La splenectomia ha inoltre la potenzialità di migliorare i quadri ematologici tipici di questi pazienti, caratterizzati da grave anemia e piastrinopenia, mentre la radioterapia splenica rimane più problematica in quanto comporta un peggioramento delle citopenie.

Infine, la dose e i frazionamenti ottimali della radioterapia restano da chiarire, cercando di realizzare delle linee guida ad hoc; lo studio citato ha riportato un range di dosi e di numero di somministrazioni eterogeneo. Ciononostante, fatta salva la necessità di nuove ricerche che possano ulteriormente chiarire pro e contro dei diversi approcci, e quella di valutare caso per caso (prendendo in considerazione diverse variabili, tra cui la comorbidità, le dimensioni della milza, la presenza o meno di anemia grave, etc.), lo studio di Gagelmann contribuisce al miglioramento delle conoscenze riguardanti i complessi quadri clinici dei pazienti affetti da mielofibrosi, indicando un’opzione terapeutica alternativa per ridurre le dimensioni della milza prima del trapianto di cellule staminali ematopoietiche.
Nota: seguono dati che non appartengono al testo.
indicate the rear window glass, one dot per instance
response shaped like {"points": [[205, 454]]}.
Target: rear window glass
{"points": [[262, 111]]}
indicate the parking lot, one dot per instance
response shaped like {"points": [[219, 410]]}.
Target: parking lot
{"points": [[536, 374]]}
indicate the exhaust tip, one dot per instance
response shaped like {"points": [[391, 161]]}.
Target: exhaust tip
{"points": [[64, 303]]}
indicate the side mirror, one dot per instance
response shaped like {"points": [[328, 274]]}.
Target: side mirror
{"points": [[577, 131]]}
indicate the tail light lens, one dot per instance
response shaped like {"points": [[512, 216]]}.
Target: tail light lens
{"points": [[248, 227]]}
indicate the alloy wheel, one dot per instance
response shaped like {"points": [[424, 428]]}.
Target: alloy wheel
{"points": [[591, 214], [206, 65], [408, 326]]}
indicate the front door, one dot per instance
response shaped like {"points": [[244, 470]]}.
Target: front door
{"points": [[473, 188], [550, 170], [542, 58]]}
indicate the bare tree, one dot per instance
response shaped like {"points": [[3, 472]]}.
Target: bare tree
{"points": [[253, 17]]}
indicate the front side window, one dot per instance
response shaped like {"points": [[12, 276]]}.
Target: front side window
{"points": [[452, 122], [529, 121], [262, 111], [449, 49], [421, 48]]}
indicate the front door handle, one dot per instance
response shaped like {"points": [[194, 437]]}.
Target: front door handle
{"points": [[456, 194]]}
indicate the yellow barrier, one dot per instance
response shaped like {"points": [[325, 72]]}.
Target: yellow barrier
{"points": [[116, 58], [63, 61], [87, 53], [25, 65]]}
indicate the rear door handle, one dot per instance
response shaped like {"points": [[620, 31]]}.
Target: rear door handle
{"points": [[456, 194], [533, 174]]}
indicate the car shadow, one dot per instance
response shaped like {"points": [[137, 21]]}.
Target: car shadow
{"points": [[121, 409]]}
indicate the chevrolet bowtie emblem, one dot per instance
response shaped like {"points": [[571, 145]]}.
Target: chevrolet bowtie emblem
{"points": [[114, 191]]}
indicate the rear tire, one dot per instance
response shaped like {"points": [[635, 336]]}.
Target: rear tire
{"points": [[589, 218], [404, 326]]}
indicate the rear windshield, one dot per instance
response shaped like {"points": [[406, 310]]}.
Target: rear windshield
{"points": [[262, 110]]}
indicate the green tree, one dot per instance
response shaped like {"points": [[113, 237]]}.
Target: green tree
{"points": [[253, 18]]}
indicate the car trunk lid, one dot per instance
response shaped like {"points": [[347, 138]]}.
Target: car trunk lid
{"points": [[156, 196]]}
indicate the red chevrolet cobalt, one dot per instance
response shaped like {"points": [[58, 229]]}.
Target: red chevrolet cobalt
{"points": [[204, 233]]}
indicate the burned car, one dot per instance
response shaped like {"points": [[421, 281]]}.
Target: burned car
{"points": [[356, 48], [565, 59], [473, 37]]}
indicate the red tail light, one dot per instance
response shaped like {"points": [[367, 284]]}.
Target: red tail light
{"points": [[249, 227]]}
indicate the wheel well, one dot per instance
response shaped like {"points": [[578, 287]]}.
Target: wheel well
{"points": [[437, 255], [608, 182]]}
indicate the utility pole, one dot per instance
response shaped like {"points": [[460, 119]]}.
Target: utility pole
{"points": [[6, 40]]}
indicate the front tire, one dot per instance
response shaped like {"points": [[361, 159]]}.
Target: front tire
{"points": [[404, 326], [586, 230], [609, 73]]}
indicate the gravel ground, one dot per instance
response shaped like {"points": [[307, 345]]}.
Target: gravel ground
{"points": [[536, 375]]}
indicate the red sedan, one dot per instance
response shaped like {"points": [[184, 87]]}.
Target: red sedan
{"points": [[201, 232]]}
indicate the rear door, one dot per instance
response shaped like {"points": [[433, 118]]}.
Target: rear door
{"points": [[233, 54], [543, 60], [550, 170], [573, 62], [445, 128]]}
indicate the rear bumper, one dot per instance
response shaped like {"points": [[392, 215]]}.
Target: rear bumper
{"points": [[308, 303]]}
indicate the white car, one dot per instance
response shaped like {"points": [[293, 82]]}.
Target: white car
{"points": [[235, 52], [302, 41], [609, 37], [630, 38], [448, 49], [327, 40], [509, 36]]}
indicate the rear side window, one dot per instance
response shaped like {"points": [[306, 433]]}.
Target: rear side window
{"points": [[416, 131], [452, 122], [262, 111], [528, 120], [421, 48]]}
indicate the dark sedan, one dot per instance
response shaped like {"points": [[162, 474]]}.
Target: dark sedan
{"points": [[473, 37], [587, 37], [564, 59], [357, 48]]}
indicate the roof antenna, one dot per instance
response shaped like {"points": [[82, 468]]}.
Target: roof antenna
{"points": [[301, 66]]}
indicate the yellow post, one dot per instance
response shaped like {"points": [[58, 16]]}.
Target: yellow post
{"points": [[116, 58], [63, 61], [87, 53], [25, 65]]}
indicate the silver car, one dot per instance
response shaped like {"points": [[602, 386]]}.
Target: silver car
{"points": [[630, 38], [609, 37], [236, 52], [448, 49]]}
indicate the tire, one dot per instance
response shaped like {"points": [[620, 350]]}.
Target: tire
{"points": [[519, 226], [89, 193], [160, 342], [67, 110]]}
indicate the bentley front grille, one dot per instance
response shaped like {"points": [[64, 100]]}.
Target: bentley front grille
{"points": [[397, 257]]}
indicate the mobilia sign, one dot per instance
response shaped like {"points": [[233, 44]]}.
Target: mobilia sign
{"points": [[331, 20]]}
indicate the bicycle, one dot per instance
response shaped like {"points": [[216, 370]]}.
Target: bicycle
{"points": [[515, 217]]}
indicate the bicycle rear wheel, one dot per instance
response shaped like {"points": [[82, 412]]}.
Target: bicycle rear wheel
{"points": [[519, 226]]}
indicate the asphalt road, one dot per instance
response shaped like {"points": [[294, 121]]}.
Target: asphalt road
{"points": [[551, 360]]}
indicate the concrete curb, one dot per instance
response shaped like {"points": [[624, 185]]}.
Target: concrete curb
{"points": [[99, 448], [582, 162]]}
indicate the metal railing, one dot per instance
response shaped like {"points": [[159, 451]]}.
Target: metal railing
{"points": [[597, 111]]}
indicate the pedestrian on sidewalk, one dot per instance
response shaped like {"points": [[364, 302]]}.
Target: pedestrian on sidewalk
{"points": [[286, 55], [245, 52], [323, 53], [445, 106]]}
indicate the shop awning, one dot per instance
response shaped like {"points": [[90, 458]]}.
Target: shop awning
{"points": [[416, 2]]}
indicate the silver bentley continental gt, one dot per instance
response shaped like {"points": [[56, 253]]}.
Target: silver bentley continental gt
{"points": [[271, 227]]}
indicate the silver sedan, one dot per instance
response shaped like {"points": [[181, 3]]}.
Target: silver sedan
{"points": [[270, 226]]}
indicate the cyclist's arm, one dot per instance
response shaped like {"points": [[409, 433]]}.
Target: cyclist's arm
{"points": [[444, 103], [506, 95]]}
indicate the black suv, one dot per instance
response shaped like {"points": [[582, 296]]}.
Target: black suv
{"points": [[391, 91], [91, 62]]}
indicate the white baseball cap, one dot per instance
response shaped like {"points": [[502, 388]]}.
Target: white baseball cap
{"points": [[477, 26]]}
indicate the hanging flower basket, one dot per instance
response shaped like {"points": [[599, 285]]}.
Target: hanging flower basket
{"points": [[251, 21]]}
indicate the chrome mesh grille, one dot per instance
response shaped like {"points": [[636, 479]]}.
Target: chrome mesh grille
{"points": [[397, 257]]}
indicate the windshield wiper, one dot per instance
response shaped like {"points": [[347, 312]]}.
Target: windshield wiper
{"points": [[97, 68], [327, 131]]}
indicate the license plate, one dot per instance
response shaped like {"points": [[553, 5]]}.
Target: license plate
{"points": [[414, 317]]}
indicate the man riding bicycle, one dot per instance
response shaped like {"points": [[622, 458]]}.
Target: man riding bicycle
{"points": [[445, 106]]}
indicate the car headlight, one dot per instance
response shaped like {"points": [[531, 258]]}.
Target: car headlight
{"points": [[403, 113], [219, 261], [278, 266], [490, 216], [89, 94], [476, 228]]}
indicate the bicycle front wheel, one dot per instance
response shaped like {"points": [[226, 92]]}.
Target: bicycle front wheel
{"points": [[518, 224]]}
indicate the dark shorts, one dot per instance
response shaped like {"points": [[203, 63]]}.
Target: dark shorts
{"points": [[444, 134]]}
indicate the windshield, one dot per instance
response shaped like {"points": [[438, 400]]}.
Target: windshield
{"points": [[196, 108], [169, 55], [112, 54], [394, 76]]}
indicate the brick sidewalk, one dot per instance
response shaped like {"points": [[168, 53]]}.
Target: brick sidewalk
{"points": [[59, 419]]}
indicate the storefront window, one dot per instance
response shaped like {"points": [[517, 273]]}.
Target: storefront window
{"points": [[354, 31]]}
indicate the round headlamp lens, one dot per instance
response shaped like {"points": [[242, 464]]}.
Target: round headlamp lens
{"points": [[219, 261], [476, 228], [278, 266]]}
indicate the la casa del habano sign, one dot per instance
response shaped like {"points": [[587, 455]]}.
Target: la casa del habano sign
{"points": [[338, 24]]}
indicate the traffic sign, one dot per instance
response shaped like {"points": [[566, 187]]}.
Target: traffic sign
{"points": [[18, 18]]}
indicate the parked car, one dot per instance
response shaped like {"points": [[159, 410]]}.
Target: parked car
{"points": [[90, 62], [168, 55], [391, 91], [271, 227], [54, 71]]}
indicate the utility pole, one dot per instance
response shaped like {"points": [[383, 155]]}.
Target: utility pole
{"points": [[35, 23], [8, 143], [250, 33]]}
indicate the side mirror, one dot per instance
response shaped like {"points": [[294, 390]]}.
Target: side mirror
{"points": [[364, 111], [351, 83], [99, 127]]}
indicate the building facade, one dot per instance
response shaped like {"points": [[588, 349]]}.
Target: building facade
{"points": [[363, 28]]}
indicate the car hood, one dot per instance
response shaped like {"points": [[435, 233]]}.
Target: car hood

“L’esito del trapianto di cellule staminali del sangue nel paziente con mielofibrosi è strettamente correlato a tre fattori: la corretta selezione dei pazienti da candidare al trapianto, il giusto timing (evitando un invio al trapianto troppo avanzato) e infine un’attenta valutazione e risoluzione dei fattori che possono incidere sul post-trapianto, tra cui in primis la splenomegalia – commenta ancora la Dr.ssa Finazzi –

Questo studio è importante in quanto amplia le opzioni terapeutiche disponibili per preparare al meglio il paziente con mielofibrosi candidato a trapianto allogenico, permettendo una personalizzazione del trattamento sulla base delle singole caratteristiche di ogni paziente”.